Now we can plot both the loss and the decision regions learned by our linear classification model:


model = LinearClassificationNN()
plot_classification_model_training(model, X, y)
plt.show()

But that doesn’t look like such an interesting or useful classification model. In fact, the use of a single linear layer plus cross-entropy loss is equivalent to fitting a logistic regression model, which we’ve already seen. To develop a more interesting model, let’s add a hidden layer with nonlinear activation functions, just like we did for regression above.

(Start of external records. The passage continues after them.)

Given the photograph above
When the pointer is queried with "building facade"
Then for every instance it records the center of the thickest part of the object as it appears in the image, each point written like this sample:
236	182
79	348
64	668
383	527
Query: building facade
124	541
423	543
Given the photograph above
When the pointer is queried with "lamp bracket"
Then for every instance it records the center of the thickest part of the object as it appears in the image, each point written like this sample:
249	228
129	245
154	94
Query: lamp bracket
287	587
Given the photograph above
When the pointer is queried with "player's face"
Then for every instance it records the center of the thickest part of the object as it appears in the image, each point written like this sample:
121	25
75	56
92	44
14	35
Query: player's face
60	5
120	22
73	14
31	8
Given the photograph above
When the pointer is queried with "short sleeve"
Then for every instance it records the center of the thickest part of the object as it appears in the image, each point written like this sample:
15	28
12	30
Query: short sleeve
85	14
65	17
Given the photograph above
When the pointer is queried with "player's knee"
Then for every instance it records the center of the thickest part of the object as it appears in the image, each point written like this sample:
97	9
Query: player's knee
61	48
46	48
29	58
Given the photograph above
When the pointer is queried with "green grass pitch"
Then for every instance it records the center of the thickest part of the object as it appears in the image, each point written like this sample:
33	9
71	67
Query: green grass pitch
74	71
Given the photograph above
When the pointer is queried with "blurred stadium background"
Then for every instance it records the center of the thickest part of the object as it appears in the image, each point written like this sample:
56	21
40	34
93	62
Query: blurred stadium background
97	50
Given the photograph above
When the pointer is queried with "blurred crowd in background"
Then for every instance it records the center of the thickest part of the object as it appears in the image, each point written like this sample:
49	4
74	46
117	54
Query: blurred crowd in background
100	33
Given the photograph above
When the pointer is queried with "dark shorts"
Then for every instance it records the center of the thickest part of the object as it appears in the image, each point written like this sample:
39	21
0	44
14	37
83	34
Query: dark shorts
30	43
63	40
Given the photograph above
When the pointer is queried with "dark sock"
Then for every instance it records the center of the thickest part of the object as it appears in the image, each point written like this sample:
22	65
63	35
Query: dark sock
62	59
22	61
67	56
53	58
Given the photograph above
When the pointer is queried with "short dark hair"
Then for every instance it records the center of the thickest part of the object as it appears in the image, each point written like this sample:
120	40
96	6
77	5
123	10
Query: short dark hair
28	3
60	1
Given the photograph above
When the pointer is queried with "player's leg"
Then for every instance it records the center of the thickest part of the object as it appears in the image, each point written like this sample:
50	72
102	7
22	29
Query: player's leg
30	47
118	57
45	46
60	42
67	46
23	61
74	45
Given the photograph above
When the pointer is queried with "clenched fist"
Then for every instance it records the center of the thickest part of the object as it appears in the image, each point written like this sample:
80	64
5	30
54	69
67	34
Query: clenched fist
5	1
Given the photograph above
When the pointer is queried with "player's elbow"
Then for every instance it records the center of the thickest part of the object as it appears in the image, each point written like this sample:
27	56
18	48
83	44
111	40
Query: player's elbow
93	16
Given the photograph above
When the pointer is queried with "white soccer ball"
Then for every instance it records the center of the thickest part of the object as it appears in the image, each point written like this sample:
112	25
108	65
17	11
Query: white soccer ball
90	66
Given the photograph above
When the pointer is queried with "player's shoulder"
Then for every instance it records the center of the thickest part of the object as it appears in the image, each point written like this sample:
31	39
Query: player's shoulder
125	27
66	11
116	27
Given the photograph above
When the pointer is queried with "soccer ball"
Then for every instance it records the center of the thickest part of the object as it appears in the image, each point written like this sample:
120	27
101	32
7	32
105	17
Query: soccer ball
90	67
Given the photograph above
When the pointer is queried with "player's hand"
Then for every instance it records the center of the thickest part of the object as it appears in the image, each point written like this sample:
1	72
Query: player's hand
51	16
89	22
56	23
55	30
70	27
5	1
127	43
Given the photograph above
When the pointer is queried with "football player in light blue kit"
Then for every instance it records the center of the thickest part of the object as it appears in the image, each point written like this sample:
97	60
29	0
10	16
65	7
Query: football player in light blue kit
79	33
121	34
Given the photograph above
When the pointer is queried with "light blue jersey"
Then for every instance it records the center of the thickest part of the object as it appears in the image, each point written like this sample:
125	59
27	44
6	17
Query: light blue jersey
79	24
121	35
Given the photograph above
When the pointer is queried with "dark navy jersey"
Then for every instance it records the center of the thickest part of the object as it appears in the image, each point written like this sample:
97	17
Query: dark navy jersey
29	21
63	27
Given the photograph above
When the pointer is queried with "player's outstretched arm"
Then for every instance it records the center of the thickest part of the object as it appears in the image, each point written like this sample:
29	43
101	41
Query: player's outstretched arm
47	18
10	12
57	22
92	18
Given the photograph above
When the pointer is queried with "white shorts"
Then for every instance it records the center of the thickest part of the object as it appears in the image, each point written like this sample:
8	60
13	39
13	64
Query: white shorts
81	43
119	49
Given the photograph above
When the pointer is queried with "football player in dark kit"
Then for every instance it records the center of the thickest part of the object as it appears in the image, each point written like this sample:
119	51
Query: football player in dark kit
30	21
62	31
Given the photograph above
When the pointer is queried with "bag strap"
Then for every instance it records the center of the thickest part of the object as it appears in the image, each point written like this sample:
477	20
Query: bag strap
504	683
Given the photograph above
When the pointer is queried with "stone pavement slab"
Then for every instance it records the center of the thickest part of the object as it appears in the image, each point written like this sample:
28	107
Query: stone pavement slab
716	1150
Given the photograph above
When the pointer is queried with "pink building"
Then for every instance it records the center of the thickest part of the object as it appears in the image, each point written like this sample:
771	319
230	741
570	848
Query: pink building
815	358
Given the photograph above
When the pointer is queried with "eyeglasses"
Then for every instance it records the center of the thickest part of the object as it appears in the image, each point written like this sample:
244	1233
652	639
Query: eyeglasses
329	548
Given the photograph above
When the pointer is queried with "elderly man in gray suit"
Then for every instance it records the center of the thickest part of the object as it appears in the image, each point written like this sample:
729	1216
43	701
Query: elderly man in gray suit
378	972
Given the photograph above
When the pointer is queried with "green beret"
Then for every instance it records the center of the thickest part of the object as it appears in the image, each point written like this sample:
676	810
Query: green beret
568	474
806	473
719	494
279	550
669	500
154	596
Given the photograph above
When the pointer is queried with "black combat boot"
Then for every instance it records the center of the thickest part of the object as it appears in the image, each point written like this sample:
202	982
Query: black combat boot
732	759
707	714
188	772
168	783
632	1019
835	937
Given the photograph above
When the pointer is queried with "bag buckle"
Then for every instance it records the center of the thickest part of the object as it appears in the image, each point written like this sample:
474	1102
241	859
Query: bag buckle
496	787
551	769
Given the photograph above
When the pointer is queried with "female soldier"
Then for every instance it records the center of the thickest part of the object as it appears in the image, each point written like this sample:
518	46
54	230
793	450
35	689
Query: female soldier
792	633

class SimpleClassificationNN(nn.Module):
    def __init__(self, num_classes=2, num_features=10):
        super(SimpleClassificationNN, self).__init__()
        self.layer1 = nn.Linear(2, num_features)   
        self.layer2 = nn.Linear(num_features, num_classes)   
        self.activation = nn.ReLU()      

    def forward(self, x):
        x = self.layer1(x)
        x = self.activation(x)
        x = self.layer2(x)
        return x


model = SimpleClassificationNN(num_classes=2, num_features=100)
plot_classification_model_training(model, X, y)
plt.show()

Again, our model has much more successfully learned the nonlinear structure in the data.

Coming Up

In these notes, we demonstrated the use of neural networks for learning nonlinear features in regression and classification problems. These are settings in which we have previously learned how to use other methods, and indeed, so-called “classical” methods often outperform neural networks on small data sets that can be easily represented with tabular structure (i.e. using single data frame). Where neural networks truly shine is in settings where the data is large and has a complex structure which doesn’t easily fit in to the dataframe paradigm, i.e., for which there not already clear features. Some examples include images, audio, video, and text. Conceptually these problems are not very different from what we’ve seen here: we still want to learn a mapping from inputs to outputs, that is learn a function \(\hat{y}=f(x)\) that approximates some unknown relationship between inputs \(x\) and outputs \(y\). That same idea applies for with more “complex” inputs, e.g., images. If we are trying to build a classifier to predict the kind of fruit in an image, we can think that as learning a function \(\hat{y}=f(\text{image})\) that maps from images to fruit labels. In upcoming classes, we’ll explore the application of neural networks to modeling text data.